Radovan Karadzic Arrested in Serbia
BELGRADE - Former Bosnian Serb leader Radovan Karadzic, a war crimes fugitive and one of the world's most wanted men, was arrested on Monday evening in a sweep by Serbian security forces, the country's president said.
Karadzic has been indicted by the U.N. war crimes tribunal for former Yugoslavia for genocide during the 1992-95 Bosnian war. He has been hiding since 1998.
President Boris Tadic's office said in a statement that Karadzic was arrested "in an action by the Serbian security services."

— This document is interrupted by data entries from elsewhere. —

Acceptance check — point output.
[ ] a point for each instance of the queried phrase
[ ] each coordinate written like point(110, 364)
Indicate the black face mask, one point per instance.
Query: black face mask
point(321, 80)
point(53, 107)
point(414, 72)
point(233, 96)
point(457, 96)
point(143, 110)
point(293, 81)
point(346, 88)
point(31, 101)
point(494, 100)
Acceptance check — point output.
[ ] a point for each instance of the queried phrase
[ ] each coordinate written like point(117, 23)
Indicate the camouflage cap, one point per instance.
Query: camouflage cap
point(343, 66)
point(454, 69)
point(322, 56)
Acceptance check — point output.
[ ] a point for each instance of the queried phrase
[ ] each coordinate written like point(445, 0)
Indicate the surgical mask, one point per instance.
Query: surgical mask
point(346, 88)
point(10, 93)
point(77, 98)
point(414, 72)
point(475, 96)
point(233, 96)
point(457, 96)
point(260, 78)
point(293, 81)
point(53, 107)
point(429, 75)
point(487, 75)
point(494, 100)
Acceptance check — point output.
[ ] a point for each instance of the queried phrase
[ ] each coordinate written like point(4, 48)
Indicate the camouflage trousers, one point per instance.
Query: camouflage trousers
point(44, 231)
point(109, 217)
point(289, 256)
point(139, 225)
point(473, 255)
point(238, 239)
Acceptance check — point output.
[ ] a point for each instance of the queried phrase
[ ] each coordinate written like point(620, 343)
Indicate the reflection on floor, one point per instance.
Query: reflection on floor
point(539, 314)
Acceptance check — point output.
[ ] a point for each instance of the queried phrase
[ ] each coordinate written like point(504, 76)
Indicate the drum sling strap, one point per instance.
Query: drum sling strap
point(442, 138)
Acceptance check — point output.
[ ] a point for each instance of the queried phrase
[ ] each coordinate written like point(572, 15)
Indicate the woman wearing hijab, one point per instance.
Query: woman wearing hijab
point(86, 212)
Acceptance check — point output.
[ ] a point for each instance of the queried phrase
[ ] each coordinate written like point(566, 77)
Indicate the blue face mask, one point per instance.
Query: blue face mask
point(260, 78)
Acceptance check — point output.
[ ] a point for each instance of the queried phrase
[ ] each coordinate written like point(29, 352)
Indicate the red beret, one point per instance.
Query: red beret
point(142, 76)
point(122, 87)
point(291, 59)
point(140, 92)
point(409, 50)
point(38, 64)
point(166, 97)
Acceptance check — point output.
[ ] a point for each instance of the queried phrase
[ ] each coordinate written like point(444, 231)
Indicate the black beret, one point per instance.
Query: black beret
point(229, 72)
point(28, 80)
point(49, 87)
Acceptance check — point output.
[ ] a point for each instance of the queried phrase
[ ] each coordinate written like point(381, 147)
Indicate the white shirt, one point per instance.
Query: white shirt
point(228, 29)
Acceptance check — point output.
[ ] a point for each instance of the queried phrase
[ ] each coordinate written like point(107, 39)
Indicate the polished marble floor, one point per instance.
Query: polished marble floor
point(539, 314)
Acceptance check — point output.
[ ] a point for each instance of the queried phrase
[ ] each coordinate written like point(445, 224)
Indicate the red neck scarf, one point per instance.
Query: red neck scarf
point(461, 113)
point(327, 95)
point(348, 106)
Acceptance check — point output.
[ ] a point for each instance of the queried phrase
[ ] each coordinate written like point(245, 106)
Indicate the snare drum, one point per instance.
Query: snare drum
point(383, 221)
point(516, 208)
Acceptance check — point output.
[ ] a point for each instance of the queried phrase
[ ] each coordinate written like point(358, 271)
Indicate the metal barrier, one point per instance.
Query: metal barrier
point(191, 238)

Karadzic, who was the leader of ethnic Serbs during the war that erupted with Bosnia's secession from Yugoslavia, is accused of masterminding massacres that the U.N. war crimes tribunal described as "scenes from hell, written on the darkest pages of human history."
He had topped the tribunal's most-wanted list for more than a decade and was said to have resorted to elaborate disguises to elude authorities.
Karadzic's reported hide-outs included Serbian Orthodox monasteries and refurbished mountain caves in remote eastern Bosnia. Some newspaper reports said he had at times disguised himself as a priest by shaving off his trademark silver mane and donning a brown cassock.
As leader of Bosnia's Serbs, Karadzic hobnobbed with international negotiators and his interviews were top news items during the 3 1/2-year Bosnian war, set off when a government dominated by Slavic Muslims and Croats declared independence from Yugoslavia in 1992.
But his life changed by the time the war ended in late 1995 with an estimated 250,000 people dead and another 1.8 million driven from their homes. He was indicted twice by the U.N. tribunal on genocide charges stemming from his alleged crimes against Bosnia's Muslims and Croats.